Welcome to the January Progress Report, and happy 2018! May this be the year of years for all of you out there. For us here at Heavy Music Headquarters, and the Progress Report specifically, we’ll be trying to unearth as much excellent music as we can for you. January is off to a bit of a slow start in that regard, but here are six albums that all show a variety of merit.
Ratings are on a five star scale.
Race Against Time is the debut album from Canadian instrumental prog trio The Dead Centuries. Think of the musical chops of bands like Scale the Summit and Protest the Hero and you’ve got an idea as to what can be expected.
With an overall sound (and album cover) that harkens back to the 1980s, the songs on Race Against Time are exactly what we want from instrumental prog – engaging arrangements with a perfect balance of groove, riffs, and virtuosity, and enough variation to keep us listening through all ten tracks. This is a great start for The Dead Centuries.
Howling Sycamore – Howling Sycamore (Prosthetic)
Howling Sycamore can be thought of as a supergroup of sorts: guitarist Davide Tiso (Ephel Duath), singer Jason McMaster (Watchtower, Dangerous Toys), and drummer Hannes Grossmann (Obscura, Necrophagist) form the core of the band, and are joined for guest appearances on the sax by Yazuka’s Bruce Lamont and on guitar by Dysrhythmia/Gorguts’ Kevin Hufnagel. Quite the disparate and talented lineup.
Blast beat drumming, virtuoso guitar playing, demented sax solos, and “crazy Dio” vocals don’t sound like a good mix on paper, but the band has put together an extremely interesting prog metal platter, loaded with energy, changeups galore, and superior songwriting. Howling Sycamore is the best prog metal album of January. Hopefully this is the band’s debut, and not just a one-off.
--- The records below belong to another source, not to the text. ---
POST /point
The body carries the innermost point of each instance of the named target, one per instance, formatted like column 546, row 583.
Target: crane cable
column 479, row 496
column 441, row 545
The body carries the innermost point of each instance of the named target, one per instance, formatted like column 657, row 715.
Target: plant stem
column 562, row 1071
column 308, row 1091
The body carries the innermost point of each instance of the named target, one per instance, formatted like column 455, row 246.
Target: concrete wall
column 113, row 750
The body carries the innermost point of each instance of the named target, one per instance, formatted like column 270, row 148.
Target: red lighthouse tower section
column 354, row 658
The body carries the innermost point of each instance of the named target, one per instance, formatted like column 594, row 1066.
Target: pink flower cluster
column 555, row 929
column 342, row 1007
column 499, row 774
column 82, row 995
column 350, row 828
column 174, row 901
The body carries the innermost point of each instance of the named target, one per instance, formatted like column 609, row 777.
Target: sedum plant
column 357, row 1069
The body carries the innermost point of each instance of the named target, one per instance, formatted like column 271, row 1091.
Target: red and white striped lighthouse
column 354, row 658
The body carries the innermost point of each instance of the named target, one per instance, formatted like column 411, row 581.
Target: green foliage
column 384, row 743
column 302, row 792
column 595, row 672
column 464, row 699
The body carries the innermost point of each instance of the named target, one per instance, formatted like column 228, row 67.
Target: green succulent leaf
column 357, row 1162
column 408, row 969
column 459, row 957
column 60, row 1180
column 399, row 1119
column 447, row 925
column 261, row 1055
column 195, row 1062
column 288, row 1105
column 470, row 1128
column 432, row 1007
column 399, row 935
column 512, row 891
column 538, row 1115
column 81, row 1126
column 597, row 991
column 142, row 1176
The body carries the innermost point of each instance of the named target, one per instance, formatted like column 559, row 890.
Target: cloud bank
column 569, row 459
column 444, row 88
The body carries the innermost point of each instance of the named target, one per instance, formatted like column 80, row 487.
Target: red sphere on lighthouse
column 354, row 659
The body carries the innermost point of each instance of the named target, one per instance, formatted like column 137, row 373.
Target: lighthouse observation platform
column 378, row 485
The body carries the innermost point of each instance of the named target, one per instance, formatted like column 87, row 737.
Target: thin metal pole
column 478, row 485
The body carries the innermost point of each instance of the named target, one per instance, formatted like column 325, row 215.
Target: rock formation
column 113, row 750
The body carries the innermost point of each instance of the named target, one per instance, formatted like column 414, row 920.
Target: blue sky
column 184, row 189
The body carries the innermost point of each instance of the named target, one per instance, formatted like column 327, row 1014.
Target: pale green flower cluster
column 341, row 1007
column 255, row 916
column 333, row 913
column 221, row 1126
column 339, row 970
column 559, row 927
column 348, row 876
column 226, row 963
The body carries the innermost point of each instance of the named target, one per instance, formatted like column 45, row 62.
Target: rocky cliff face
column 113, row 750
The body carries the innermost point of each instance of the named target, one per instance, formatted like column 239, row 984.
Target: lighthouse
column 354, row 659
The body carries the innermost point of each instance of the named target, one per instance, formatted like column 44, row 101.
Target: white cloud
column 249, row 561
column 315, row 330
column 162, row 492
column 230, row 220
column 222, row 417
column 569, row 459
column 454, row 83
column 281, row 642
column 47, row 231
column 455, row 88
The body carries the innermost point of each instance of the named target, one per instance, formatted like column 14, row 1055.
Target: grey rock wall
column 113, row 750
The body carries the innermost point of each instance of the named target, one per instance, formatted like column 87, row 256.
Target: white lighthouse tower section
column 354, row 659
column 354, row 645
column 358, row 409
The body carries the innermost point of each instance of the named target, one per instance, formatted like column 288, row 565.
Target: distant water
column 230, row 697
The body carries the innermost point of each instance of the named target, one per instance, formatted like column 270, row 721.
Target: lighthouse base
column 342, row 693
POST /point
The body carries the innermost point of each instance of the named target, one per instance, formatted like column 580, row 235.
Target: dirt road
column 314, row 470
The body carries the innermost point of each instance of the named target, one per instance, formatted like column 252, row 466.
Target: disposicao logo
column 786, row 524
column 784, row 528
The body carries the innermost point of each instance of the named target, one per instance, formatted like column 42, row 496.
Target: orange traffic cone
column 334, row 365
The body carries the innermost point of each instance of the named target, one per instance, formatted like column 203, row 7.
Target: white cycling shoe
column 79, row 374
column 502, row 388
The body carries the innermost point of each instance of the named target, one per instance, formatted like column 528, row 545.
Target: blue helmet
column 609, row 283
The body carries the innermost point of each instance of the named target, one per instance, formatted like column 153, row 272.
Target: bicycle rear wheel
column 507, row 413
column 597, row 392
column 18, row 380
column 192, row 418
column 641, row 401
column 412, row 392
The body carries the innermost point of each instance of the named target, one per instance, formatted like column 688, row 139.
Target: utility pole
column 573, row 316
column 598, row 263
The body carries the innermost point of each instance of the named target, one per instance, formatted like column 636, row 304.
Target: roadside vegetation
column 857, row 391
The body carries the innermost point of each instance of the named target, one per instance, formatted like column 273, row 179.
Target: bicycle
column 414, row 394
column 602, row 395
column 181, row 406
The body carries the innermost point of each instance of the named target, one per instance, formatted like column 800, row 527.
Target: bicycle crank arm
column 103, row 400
Hyvmine – Earthquake (Seek and Strike)
This band is the opposite. L.A.-based axe wizard Al Joseph leads this group, and also steps out front with lead vocals. Joseph has a couple solo albums to his credit, along with two Guitar Hero Ballads albums. Earthquake is Hyvmine’s debut, and promises to be a progressive hard rock offering.
Living up to promises isn’t always easy, though, and while Joseph is without doubt an insanely talented guitarist, his vocal skills lag behind, as does the songwriting. The collection presented, aside from the excellent guitar solos, are primarily tepid, poorly produced (especially the drum samples) hard rock/corporate metal like Adrenaline Mob or Nickelback.
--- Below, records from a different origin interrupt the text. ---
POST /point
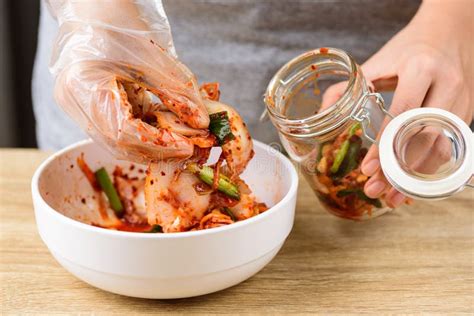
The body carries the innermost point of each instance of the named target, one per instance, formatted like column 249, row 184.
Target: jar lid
column 427, row 153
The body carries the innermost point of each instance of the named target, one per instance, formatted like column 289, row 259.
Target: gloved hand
column 106, row 55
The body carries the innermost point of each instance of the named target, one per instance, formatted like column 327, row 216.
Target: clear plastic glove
column 104, row 50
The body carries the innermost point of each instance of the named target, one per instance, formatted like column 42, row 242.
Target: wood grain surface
column 416, row 259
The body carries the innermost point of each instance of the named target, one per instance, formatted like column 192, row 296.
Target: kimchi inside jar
column 326, row 135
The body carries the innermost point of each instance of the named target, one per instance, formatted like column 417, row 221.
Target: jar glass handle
column 364, row 114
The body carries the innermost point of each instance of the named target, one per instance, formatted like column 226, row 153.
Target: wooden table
column 417, row 259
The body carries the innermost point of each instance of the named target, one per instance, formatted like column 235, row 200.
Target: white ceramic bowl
column 160, row 265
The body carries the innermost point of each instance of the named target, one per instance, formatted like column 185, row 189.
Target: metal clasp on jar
column 363, row 115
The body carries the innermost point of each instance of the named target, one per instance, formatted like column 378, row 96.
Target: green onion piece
column 155, row 229
column 219, row 125
column 354, row 129
column 107, row 186
column 361, row 195
column 341, row 154
column 350, row 162
column 224, row 184
column 229, row 212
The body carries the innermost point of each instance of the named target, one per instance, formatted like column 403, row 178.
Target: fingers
column 406, row 96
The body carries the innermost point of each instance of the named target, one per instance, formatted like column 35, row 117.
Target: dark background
column 19, row 37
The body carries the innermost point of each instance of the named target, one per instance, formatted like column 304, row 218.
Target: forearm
column 124, row 14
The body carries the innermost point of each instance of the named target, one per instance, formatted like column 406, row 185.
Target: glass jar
column 329, row 138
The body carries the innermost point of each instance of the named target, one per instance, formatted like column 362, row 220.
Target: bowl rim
column 138, row 235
Another instrumental prog metal album, but with a twist: each song on Into The Great Divide‘s self-titled album has a spoken-word narrative prefacing it, describing the track we are about to hear. That’s a big risk to take, breaking the flow of these ten songs with what amounts to five minutes of talking. For yours truly, the gimmick doesn’t work. I’d rather just have liner notes.
But the music is another story. Zack Zalon does excellent work on the guitar, and Dream Theater’s Mike Mangini lays down superb drum tracks, giving us an album of compelling and varying instrumental prog metal. Without the ten intro tracks, this would be an excellent release. Kudos for trying something different, though.
Perfect Beings – Vier (InsideOut)
Another Los Angeles band, Perfect Beings are relatively new to the scene, with two other albums to their credit the past five years. Vier is their third, and is a double-LP, with each side comprised of one composition. Despite being new, the band plays classic prog rock, and they play it well.
Vier features intriguing instrumentation, compelling songwriting, and excellent vocal work. The only real downside to Vier is the mix: the album is entirely lacking in bottom end, as if the mixing board’s high pass filter was horribly abused. The songs and performances here deserve to be heard with much more power. That being said, this is a band to watch out for.
Sages – Sleepwalker (Seek and Strike)
California is a popular home base this month! Sages are from Sacramento, and Sleepwalker is their debut album. It was independently released late last year but now sees a label release, and the final slot in our January Report.
Much like Hyvmine, Sages aim for the hard rock/prog rock sweet spot. In this case, though, they come much closer to hitting the mark, with influences ranging from Deftones, Chevelle (especially vocally), Tool, and Periphery all in evidence. Sleepwalker is an unpolished but very promising start worth giving a spin.